CBO Teórica 2 - Prova de Especialidades da Oftalmologia — Prova 2010
Com relação ao glioma do nervo óptico, é correto afirmar que:
Glioma anterior → Proptose + Anastomoses optociliares + Dobras de coroide; Glioma posterior → Atrofia óptica.
Lesões próximas à cabeça do nervo óptico causam sinais mecânicos e vasculares locais, enquanto lesões quiasmáticas ou intracranianas manifestam-se primariamente por atrofia óptica e perda visual.
O glioma do nervo óptico é o tumor primário mais comum do nervo óptico, ocorrendo predominantemente na infância.
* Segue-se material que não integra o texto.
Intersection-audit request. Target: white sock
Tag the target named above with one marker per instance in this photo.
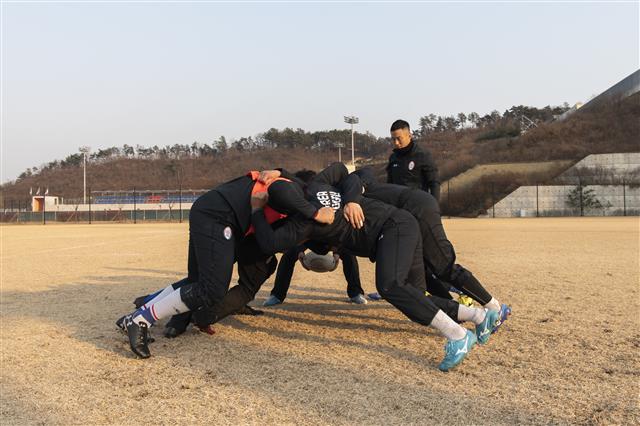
(493, 304)
(448, 327)
(467, 313)
(164, 293)
(171, 304)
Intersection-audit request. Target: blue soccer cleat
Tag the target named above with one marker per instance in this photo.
(456, 350)
(358, 300)
(374, 296)
(487, 326)
(505, 311)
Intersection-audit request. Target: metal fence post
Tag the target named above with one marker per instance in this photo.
(624, 198)
(180, 200)
(449, 198)
(581, 206)
(493, 203)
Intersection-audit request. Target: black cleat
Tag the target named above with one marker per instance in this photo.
(177, 325)
(248, 310)
(138, 337)
(139, 301)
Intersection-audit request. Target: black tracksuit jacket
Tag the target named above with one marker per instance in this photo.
(414, 167)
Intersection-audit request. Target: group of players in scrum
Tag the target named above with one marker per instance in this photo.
(251, 218)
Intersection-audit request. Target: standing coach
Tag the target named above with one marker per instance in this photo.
(409, 165)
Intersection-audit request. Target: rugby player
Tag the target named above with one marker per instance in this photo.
(218, 223)
(391, 237)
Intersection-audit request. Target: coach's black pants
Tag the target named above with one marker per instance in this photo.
(287, 265)
(212, 246)
(439, 254)
(400, 271)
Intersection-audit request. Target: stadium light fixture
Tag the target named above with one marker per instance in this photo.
(352, 119)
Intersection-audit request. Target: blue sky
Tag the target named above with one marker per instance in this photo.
(104, 74)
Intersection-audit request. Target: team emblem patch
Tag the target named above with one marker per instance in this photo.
(227, 233)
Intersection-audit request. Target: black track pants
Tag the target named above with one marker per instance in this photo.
(439, 254)
(287, 265)
(211, 257)
(400, 271)
(254, 268)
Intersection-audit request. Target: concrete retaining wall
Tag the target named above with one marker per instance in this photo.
(529, 201)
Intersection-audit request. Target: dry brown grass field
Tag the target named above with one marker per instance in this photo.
(569, 354)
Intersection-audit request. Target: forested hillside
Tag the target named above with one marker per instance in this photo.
(457, 143)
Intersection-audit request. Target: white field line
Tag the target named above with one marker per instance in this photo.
(82, 246)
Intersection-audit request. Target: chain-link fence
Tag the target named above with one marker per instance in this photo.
(569, 200)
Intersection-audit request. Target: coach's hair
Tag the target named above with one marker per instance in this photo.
(399, 124)
(305, 175)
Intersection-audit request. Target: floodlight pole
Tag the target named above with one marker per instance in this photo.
(352, 119)
(339, 145)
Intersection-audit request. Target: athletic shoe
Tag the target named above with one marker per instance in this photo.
(358, 300)
(374, 296)
(505, 311)
(486, 327)
(465, 300)
(248, 310)
(272, 301)
(456, 350)
(138, 337)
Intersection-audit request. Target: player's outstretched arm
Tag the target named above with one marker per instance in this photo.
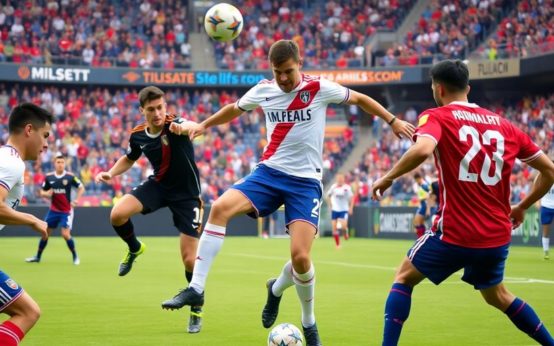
(540, 187)
(399, 127)
(9, 216)
(414, 157)
(121, 166)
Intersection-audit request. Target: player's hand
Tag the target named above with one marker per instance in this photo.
(379, 187)
(403, 129)
(104, 177)
(41, 227)
(517, 215)
(179, 129)
(195, 130)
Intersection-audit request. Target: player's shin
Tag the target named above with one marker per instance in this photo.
(397, 310)
(284, 280)
(525, 318)
(305, 288)
(209, 245)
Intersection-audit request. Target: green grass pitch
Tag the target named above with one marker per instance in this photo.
(90, 305)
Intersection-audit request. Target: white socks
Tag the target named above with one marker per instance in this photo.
(209, 245)
(545, 243)
(305, 287)
(284, 280)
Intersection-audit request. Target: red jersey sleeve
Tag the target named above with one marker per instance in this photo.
(528, 150)
(428, 125)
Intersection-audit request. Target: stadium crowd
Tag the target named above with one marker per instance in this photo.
(331, 34)
(534, 115)
(92, 129)
(131, 33)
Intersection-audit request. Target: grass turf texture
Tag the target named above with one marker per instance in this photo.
(90, 305)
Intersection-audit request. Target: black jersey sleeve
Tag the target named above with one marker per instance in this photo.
(134, 151)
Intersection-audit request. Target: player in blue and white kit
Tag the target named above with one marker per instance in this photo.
(29, 126)
(341, 201)
(289, 173)
(57, 186)
(547, 215)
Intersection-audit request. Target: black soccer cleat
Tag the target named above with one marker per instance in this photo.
(271, 308)
(188, 296)
(195, 320)
(311, 335)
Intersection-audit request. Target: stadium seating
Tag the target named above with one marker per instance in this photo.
(92, 130)
(130, 33)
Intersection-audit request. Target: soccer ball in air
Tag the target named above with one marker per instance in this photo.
(223, 22)
(285, 334)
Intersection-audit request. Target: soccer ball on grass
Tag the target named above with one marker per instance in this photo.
(285, 334)
(223, 22)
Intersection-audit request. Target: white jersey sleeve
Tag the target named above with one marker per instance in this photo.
(334, 92)
(253, 97)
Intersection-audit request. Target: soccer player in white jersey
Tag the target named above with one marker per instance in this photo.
(547, 215)
(341, 201)
(289, 173)
(29, 126)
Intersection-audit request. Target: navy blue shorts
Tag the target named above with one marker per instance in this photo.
(547, 215)
(57, 218)
(9, 290)
(339, 215)
(268, 189)
(437, 260)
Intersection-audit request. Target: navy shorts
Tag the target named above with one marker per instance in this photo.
(339, 215)
(9, 290)
(57, 218)
(268, 189)
(187, 212)
(437, 260)
(547, 215)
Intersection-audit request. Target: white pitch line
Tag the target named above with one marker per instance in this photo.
(507, 279)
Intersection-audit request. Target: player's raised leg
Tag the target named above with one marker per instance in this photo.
(188, 254)
(397, 307)
(519, 312)
(231, 203)
(127, 206)
(24, 312)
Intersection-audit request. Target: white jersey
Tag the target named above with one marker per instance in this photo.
(295, 123)
(11, 175)
(340, 197)
(548, 200)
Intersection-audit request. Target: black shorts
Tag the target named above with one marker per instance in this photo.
(187, 212)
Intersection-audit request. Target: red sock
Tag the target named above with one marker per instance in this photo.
(10, 334)
(420, 230)
(337, 238)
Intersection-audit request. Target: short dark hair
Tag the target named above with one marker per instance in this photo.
(149, 93)
(452, 73)
(282, 51)
(28, 113)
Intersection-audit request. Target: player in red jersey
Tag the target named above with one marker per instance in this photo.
(474, 152)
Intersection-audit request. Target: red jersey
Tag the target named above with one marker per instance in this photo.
(475, 153)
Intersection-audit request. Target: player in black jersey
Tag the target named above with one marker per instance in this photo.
(175, 184)
(57, 186)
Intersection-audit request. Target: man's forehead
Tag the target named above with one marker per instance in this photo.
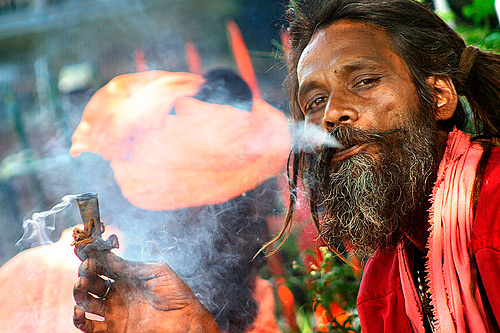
(347, 45)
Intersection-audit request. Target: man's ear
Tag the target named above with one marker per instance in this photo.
(445, 96)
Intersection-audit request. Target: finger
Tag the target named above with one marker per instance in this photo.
(97, 285)
(86, 301)
(87, 325)
(90, 267)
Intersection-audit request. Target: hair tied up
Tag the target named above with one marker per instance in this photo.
(467, 60)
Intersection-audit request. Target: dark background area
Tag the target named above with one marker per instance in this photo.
(55, 54)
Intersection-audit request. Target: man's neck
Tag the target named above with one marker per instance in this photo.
(421, 234)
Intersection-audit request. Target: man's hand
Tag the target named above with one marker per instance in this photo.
(142, 298)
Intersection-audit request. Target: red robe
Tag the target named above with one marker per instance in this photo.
(381, 305)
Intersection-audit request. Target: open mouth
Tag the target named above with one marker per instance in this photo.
(342, 154)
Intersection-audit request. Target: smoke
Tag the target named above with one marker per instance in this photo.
(40, 225)
(315, 136)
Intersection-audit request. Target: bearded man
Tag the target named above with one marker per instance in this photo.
(409, 188)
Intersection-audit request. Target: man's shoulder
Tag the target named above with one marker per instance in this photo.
(380, 276)
(486, 229)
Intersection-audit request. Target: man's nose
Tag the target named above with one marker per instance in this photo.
(338, 113)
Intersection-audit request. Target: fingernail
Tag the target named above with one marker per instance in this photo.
(78, 283)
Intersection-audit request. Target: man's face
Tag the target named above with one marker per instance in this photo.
(354, 85)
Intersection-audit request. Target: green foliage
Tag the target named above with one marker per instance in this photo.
(479, 11)
(481, 33)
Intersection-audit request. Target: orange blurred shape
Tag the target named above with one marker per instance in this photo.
(140, 60)
(201, 154)
(242, 57)
(323, 318)
(287, 302)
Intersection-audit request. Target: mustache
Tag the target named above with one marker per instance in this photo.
(350, 136)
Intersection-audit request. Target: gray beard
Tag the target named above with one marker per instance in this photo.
(368, 203)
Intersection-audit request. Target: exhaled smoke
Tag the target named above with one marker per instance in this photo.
(211, 248)
(40, 225)
(315, 136)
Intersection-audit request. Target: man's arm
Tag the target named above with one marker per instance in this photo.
(141, 298)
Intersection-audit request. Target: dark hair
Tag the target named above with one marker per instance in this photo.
(427, 45)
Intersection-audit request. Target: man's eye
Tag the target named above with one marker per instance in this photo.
(315, 104)
(366, 82)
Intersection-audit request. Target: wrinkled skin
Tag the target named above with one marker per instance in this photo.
(144, 298)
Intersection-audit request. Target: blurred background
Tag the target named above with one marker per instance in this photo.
(54, 54)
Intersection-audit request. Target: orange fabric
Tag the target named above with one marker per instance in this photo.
(204, 154)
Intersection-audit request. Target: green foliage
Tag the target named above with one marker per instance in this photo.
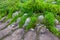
(32, 23)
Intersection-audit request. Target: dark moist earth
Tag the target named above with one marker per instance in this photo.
(12, 32)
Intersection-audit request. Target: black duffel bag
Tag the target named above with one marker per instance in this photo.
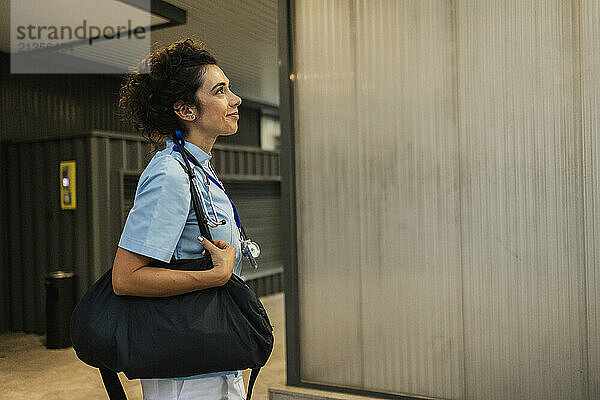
(223, 328)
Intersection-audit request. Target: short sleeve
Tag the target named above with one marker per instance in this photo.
(160, 210)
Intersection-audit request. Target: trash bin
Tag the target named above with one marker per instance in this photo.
(59, 306)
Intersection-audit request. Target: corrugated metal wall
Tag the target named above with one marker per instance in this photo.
(44, 238)
(446, 189)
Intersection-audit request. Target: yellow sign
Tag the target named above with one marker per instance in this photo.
(68, 199)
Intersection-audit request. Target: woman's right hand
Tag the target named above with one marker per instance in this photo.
(223, 257)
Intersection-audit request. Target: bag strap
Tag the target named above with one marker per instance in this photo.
(253, 376)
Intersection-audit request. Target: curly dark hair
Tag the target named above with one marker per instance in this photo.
(170, 74)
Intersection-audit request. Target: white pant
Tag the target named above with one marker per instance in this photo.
(224, 387)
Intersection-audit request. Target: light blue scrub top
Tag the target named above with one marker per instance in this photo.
(162, 223)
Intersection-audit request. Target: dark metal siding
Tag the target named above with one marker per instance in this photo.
(4, 276)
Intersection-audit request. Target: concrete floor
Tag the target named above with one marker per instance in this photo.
(29, 371)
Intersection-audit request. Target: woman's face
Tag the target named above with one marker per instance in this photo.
(217, 103)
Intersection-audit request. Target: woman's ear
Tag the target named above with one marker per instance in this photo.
(184, 111)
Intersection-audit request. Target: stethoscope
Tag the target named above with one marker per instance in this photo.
(250, 249)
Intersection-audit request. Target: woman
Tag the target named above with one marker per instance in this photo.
(179, 88)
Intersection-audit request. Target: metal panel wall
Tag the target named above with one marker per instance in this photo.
(521, 200)
(590, 85)
(378, 196)
(327, 186)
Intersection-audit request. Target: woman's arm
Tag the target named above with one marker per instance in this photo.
(132, 277)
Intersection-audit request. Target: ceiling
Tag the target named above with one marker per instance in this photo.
(242, 35)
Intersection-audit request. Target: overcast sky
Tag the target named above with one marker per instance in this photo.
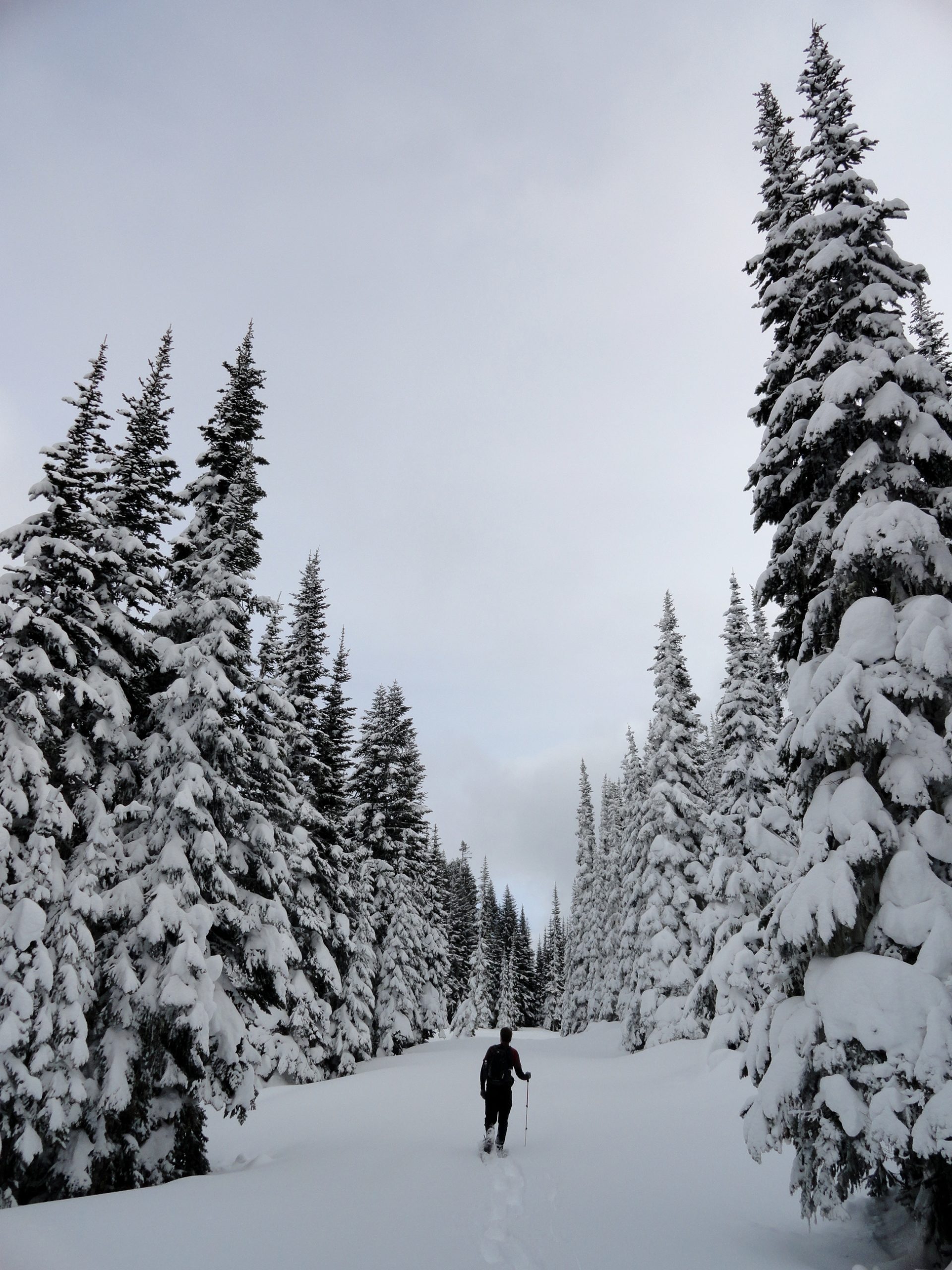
(493, 252)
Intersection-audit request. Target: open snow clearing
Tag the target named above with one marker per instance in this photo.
(631, 1161)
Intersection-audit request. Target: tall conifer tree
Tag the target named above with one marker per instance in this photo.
(862, 572)
(672, 882)
(582, 951)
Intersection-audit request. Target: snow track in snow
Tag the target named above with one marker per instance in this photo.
(633, 1161)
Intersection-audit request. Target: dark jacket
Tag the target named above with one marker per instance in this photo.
(503, 1060)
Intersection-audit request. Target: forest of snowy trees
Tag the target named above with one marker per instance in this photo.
(209, 874)
(214, 874)
(782, 879)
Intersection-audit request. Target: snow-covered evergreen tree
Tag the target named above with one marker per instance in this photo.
(306, 671)
(603, 997)
(319, 766)
(432, 906)
(631, 861)
(524, 974)
(507, 1009)
(855, 1067)
(930, 334)
(389, 827)
(464, 901)
(672, 882)
(752, 832)
(70, 654)
(555, 969)
(770, 676)
(583, 939)
(476, 1008)
(397, 1019)
(206, 933)
(353, 943)
(295, 1040)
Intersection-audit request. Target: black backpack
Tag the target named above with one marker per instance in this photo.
(499, 1065)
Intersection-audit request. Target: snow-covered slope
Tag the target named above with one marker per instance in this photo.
(633, 1161)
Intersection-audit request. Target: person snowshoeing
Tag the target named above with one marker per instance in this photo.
(497, 1087)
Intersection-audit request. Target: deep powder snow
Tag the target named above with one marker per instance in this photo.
(633, 1161)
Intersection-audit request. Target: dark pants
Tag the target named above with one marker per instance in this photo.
(499, 1104)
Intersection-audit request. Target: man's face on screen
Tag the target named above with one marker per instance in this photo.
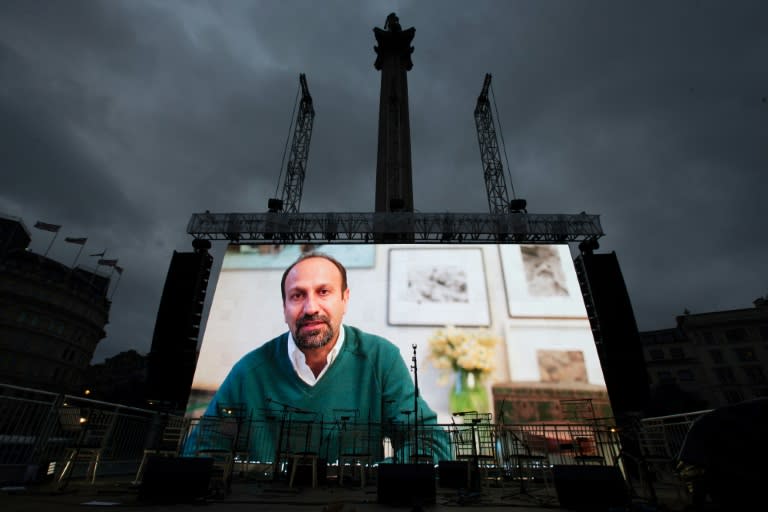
(314, 302)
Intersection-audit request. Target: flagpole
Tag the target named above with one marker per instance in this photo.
(56, 233)
(119, 275)
(78, 255)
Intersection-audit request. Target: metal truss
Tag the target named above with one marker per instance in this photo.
(398, 227)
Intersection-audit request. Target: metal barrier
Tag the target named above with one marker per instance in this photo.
(39, 431)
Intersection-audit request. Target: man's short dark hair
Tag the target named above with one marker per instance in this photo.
(315, 254)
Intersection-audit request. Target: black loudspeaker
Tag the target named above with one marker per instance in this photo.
(175, 479)
(406, 484)
(453, 474)
(593, 488)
A compreensão da anatomia patológica e da localização da lesão é crucial para o diagnóstico diferencial. Lesões que comprimem o nervo em seu trajeto orbital anterior geram a tríade de atrofia óptica, vasos de derivação optociliares e proptose. Clinicamente, a conduta varia desde a observação em casos estáveis (especialmente em pacientes com NF1) até quimioterapia ou radioterapia em casos progressivos. A cirurgia é reservada para casos de proptose severa em olhos sem visão ou quando há risco de extensão quiasmática iminente, pois o procedimento cirúrgico em si não visa a melhora da acuidade visual, mas sim o controle de massa e estética.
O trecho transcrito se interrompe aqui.